Die Verträge, die eine vereinbarte Zahl von Minuten im Monat zum Festpreis bieten, sind eine spezielle Form eines Vertrages mit Mindestumsatz. Solche Vertragsformen nennt man auch Minutentarif. Es ist auch bei diesem Minuten-Tarif nicht möglich, nicht verbrauchte Minuten mit in den nächsten Abrechnungszeitraum zu nehmen. Und auch hier werden spezielle Dienste, wie sie beispielsweise Sonderrufnummern, Sonderdienste oder SMS dar stellen, gesondert abgerechnet und werden nicht durch den Minutentarif abgedeckt.
Somit sind alle diese Mobilfunktarife, die in Ihrer Art einen Mindestumsatz beinhalten, nur für denjenigen interessant, der sein Gesprächsverhalten sehr gut schätzen kann. Zudem muss sicher sein, dass man in jedem Monat in etwa eine ziemlich gleich bleibende Gesprächsdauer hat. Jede weitere Gesprächseinheit, bei Überschreitung des Mindestumsatzes oder der fest gelegten Minuten beim Minuten-Tarif, wird meist teuer mit den üblichen Standard-Mobilfunktarifen abgerechnet.
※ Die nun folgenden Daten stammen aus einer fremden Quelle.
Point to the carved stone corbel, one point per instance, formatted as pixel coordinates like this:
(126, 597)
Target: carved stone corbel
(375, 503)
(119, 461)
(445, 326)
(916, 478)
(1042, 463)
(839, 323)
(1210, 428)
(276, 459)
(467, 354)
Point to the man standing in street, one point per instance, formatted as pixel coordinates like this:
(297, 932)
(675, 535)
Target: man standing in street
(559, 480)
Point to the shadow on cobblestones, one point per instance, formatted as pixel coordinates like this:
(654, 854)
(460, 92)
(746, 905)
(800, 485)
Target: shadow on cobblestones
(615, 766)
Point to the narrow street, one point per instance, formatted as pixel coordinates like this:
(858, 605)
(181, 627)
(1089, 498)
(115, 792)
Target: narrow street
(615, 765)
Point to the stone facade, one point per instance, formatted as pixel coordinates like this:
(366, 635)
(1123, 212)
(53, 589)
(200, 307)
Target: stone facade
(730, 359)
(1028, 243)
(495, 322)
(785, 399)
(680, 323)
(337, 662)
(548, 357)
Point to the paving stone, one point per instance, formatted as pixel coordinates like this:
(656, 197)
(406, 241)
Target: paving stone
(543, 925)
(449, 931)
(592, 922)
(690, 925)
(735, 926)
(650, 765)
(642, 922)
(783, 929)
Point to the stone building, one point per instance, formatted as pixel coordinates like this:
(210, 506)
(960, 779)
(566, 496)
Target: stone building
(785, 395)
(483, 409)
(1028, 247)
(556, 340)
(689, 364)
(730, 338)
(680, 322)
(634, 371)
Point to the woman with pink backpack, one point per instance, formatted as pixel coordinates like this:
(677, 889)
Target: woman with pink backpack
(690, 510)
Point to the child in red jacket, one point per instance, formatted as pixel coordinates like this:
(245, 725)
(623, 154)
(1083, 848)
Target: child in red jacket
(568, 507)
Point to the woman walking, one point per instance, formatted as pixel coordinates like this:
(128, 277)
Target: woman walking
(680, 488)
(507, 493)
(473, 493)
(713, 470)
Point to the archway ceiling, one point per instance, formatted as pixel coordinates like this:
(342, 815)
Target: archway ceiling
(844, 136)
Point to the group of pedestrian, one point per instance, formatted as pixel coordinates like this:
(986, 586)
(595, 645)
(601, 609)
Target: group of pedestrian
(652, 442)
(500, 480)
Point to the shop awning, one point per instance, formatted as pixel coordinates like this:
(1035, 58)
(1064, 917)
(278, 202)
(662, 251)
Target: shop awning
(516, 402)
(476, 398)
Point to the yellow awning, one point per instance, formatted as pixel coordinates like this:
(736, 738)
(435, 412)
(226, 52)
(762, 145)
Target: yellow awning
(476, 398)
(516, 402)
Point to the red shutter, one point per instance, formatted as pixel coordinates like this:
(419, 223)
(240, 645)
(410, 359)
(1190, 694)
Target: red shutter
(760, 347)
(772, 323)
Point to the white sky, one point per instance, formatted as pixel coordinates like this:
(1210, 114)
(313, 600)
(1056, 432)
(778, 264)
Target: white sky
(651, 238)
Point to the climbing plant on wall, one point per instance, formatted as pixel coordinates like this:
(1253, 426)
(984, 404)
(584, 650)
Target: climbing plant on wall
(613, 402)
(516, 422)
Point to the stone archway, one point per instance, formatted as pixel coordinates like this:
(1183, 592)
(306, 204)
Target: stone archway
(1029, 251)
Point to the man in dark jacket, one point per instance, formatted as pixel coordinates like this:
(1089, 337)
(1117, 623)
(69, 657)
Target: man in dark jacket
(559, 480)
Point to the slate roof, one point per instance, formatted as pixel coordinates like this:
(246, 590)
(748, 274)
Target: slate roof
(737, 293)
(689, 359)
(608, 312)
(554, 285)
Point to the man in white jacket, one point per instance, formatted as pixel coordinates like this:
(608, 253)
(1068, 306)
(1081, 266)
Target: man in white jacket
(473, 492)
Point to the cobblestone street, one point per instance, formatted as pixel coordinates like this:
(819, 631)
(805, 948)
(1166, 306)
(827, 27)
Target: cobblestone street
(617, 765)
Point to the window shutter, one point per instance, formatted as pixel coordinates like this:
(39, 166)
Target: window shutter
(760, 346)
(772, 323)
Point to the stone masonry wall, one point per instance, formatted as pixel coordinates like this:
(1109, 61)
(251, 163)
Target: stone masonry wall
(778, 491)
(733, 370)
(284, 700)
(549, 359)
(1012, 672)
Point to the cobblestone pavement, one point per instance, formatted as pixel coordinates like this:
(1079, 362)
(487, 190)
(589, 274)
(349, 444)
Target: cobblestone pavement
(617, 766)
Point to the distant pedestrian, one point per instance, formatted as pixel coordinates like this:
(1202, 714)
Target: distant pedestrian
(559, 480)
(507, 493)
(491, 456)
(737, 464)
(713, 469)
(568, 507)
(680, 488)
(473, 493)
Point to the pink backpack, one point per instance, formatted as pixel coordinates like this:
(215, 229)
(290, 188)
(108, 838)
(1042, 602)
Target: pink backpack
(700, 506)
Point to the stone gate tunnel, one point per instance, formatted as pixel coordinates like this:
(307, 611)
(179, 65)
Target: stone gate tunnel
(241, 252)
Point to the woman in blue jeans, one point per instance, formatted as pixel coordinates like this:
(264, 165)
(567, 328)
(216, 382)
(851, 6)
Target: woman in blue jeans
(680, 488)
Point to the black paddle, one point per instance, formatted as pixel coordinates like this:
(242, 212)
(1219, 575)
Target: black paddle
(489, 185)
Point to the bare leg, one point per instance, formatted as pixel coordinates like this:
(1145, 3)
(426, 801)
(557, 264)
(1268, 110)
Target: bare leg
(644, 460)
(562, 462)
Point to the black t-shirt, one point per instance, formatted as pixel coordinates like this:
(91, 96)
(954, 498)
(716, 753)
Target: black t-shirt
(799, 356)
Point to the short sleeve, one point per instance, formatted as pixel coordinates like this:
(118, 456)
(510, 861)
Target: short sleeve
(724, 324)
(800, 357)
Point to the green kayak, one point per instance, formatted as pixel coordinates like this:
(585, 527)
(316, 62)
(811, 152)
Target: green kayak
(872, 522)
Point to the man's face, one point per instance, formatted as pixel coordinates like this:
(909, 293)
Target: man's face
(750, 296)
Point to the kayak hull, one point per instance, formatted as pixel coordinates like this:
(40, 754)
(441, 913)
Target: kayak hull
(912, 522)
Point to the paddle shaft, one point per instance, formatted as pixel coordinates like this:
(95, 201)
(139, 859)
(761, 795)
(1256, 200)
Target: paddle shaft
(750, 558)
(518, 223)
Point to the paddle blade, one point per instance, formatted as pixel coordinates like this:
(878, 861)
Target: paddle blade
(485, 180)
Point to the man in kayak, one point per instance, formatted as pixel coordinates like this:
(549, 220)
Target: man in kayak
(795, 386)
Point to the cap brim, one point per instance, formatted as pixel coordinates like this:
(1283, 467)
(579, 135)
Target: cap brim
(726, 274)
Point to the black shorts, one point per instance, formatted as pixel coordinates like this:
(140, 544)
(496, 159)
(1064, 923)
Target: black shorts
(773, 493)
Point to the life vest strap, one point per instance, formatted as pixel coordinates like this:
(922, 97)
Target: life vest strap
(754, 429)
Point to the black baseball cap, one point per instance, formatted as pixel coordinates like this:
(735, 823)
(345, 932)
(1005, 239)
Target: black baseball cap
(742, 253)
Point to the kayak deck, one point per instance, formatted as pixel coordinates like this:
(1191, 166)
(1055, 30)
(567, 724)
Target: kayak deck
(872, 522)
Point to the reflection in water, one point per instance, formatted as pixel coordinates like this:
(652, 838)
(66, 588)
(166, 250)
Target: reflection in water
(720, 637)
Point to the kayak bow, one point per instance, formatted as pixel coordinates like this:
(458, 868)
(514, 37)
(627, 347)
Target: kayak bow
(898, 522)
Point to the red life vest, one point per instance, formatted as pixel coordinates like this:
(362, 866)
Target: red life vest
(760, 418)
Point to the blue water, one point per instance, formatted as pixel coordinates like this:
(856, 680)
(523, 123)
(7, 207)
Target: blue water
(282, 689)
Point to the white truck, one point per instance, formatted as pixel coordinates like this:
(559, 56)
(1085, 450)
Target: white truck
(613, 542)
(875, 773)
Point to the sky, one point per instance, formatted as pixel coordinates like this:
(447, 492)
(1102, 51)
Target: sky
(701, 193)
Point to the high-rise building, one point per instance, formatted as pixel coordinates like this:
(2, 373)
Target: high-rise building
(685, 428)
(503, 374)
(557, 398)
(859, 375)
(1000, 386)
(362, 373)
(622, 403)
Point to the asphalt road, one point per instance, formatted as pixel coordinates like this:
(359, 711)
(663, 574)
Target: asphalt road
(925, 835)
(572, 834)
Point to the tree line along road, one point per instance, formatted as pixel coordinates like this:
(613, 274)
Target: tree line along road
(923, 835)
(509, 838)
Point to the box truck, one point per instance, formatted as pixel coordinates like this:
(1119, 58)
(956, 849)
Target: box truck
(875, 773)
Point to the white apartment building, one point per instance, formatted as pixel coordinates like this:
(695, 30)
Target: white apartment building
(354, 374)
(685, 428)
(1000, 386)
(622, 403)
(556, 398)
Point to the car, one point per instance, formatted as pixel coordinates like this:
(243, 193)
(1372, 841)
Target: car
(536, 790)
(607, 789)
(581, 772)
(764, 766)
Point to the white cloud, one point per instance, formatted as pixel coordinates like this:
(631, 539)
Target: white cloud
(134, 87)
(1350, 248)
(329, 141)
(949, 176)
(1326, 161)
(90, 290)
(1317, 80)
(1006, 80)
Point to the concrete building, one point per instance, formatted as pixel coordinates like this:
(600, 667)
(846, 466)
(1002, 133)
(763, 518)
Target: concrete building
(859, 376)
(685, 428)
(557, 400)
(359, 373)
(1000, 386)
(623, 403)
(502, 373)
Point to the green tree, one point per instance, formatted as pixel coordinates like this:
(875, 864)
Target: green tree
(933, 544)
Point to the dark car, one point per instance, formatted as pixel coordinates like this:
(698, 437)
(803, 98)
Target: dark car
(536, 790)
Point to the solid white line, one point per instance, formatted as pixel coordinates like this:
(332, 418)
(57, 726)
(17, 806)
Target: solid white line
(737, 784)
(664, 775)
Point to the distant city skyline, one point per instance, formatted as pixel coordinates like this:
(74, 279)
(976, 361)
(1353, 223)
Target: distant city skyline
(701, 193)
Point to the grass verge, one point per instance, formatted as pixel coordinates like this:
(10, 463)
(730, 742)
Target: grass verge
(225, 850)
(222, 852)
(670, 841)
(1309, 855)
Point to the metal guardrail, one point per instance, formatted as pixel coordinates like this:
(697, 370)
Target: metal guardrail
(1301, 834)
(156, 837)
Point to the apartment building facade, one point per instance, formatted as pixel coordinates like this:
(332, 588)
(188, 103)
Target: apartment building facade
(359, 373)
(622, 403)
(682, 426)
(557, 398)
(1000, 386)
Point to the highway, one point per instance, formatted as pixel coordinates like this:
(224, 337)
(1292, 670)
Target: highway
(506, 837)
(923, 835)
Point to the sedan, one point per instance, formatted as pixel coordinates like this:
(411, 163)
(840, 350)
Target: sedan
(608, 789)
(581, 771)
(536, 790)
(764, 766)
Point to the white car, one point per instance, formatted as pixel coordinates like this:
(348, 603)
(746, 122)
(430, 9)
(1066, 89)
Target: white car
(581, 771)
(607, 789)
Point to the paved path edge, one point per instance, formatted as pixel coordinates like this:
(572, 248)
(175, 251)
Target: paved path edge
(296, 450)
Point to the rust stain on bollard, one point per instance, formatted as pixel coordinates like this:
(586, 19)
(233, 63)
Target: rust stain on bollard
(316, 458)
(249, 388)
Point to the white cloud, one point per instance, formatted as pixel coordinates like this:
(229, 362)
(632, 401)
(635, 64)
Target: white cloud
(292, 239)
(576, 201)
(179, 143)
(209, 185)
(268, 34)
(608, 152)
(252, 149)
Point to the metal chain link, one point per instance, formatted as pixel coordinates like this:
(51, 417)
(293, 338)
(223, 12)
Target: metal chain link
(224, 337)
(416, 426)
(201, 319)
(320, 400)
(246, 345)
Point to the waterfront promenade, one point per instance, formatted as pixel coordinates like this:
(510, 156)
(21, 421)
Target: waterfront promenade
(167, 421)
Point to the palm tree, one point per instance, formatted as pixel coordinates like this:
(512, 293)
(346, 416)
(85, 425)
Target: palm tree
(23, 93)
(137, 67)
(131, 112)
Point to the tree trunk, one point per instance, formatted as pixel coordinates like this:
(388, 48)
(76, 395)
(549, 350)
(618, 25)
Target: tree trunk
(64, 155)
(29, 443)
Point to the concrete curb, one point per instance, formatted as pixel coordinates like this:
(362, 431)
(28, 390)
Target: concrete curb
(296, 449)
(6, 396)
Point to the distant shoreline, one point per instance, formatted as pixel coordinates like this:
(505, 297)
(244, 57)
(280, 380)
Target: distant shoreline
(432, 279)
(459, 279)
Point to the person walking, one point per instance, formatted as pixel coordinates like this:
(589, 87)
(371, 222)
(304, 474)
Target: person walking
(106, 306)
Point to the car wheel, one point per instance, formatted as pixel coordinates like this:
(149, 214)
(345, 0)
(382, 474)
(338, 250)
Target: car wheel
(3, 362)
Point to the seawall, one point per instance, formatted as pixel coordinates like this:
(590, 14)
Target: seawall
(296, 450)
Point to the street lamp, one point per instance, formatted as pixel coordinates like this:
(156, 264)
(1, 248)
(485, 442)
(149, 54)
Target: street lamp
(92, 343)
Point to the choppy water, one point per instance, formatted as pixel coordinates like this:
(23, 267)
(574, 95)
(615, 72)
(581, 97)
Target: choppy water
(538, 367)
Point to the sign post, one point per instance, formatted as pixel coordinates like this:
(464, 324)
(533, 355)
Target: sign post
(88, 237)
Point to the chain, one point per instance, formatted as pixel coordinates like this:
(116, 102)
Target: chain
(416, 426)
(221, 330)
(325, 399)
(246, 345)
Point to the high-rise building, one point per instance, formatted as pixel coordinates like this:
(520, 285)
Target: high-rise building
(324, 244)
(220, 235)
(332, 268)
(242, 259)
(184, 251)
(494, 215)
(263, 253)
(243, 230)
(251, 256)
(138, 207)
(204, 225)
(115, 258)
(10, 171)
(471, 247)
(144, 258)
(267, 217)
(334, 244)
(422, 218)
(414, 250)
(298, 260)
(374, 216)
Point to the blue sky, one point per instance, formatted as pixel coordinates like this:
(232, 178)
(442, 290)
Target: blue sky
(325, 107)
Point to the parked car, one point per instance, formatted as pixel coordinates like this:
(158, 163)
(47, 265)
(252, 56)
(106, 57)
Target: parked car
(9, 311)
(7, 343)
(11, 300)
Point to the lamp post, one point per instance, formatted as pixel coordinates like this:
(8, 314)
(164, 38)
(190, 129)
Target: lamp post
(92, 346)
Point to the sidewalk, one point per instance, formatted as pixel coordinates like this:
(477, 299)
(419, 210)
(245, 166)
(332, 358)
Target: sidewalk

Sind eine monatliche Grundgebühr und eine Berechnung nach Takteinheiten für Gespräche im Handy-Vertrag vereinbart, so handelt es sich generell nicht um einen Mobilfunk-Vertrag mit Mindestumsatz. Diesen Verträgen entsprechend wird jede Minute oder Sekunde, je nachdem wie der Abrechnungstakt im Handy-Vertrag fest gelegt ist, zum fest gelegten Tarif verrechnet. Nur die monatlich vereinbarte Grundgebühr muss man bei einem derartigen Mobilfunk-Vertrag zahlen, wenn monatlich einmal gar nicht telefoniert wird. Und Ihre Gesprächsminuten bleiben, egal ob Sie in einem Monat viel oder wenig telefonieren, immer gleich teuer.
Auch die Prepaid-Karten sind mobile Handyverträge ohne Mindestumsatz, wenn man sie nach diesem Kriterium betrachtet. Wenn Sie Ihr Guthaben bei einem Prepaidtarif Aufladen, legen Sie auch einen Umsatz fest, im Gegensatz zu Mindestumsatz oder Minuten-Tarif bleibt es aber Ihnen überlassen, in welchem Zeitraum Sie dieses Prepaid-Konto verbrauchen. Sie können also dieses gekaufte Gesprächsguthaben in jedem beliebigen Zeitraum abtelefonieren, wann immer Sie wollen. Ein derartiges Guthaben-Konto bleibt auch sehr lange Zeit erhalten, selbst wenn man monatelang gar nicht telefoniert. Selbst wenn man gar nicht telefoniert, entstehen keine monatlichen Kosten, wie zum Beispiel eine monatliche Grundgebühr.